In the wistful middle miles of a 20-miler some months later, when you’ve got your legs back under you and it has once again begun to feel so good to hurt so bad, start dreaming the thousand dreams. Dream of Moab, of running through the bottom of canyons pinpricked with cacti and stunning rock formations, with red canyon walls cutting into the sky on either side like bodyguards. Dream of Mt. Rainier, of running around a mountain’s coniferous base so thoroughly green it could only grow in soil fed by a year’s worth of rain and runoff. Dream of Appalachia, of climbing out of a muggy holler in Eastern Tennessee with the early morning humidity clinging to your waist like a ghoul’s hands and the promise of a full day’s work ahead of you. Dream of…

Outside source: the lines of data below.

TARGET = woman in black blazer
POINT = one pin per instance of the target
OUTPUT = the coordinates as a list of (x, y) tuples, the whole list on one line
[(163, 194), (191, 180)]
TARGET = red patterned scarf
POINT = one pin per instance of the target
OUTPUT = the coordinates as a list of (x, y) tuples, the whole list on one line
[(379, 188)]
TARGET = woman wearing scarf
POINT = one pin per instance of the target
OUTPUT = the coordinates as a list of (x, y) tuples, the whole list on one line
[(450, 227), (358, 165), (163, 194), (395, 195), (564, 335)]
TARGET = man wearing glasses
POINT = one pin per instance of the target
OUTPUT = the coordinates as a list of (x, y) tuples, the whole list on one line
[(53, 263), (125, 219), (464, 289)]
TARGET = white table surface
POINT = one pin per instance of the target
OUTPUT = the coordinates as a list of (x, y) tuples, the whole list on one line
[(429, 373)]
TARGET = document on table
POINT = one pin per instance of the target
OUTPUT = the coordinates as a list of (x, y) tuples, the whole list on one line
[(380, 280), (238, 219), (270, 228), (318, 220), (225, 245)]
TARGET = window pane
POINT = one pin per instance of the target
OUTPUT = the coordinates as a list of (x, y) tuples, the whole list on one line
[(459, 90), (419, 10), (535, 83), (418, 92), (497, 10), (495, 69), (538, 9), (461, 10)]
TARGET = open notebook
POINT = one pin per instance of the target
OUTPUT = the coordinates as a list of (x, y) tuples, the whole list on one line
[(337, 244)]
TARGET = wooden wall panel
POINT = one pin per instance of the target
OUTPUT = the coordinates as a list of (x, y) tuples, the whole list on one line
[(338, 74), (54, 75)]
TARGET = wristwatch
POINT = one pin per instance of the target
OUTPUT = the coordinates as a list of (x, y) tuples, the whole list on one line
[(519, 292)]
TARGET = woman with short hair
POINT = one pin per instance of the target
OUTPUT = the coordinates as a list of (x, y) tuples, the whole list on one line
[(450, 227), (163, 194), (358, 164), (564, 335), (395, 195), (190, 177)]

7. Buy the shoes you don’t think you can afford. Immediately regret spending the money. Go to the grocery store where you can buy cans of soup for 49 cents. Wear your new shoes in order to break them in. Wiggle your toes in the cereal aisle. Next to the deli counter, rock side to side to test out the toe box. Try not to think, constantly and without end, about how foolish you might look to the average shopper.
When the elderly woman bagging your groceries looks at your feet and asks if you’re, like, a proper runner? Resist the urge to kiss her on the mouth. Skip through the parking lot. Keep the shoes. Canned soup isn’t so bad. Besides, the toe box is a good fit.
8. Run the race. Blow Up. Bonk. Chafe everywhere. Experience gastric distress to a degree you never thought possible. Walk more than you expected to. Develop blisters from the new shoes. Watch your “A goal” disappear from the realm of possibility. Soldier on anyway.
At the finish, as the prayed-for chute finally looms, and the moment that you always pictured would last for centuries turns out to last approximately no time at all, try—try your hardest, and then fail—to stop yourself from smiling a smile so large that it hurts your entire face.
The next day, log on to UltraSignup again. Click “Search.”
9. Get lost. Anywhere. Everywhere. Try out new trails not because you’re bored with the old ones but because you’re scared you won’t get a chance to see everything you’d like to see before your time on this earth as a relatively mobile biped comes to an end.
Go running alone through the spring rain on a trail somewhere east of Auburn. As you round each new bend and the trail greets you with yet another soul-crippling view, let the pure ringing joy of it all bring you to your knees.
Allow yourself to cry. After all, you’re already wet. When a hiker approaches, pretend to tie your shoe. When they ask if you’re okay, just say yes—it would be too difficult to explain why you are so much more than okay, and yet still crying.
Try to stop your watch, if you can remember.
10. Write about your experience. Try your hardest to sound like you know what you’re talking about.
Try your hardest to sound like you aren’t 24 years old, like you aren’t incredibly aware, in a sport that prides itself on imitating the real highs and lows of a real life lived in the real world, of your overwhelming inexperience in both this life and this sport. Try your hardest to sound like you aren’t absolutely sure, down in the very marrow of your bones, that you are an imposter and that with every step you take out on the trails you are revealing your utter imposter-ness.
Try your hardest to sound confident, to run taller than you actually are, to soak up everything you can, to give your body the benefit of the doubt. To learn and grow and become more than you ever were before you found the trails.
Try your hardest to sound, above all else, the opposite of how you actually feel: like you are making up every single beautiful inch of your time in this sport as you go along. Then get out the door and smile at the thought of the foolish mistakes that are waiting for you.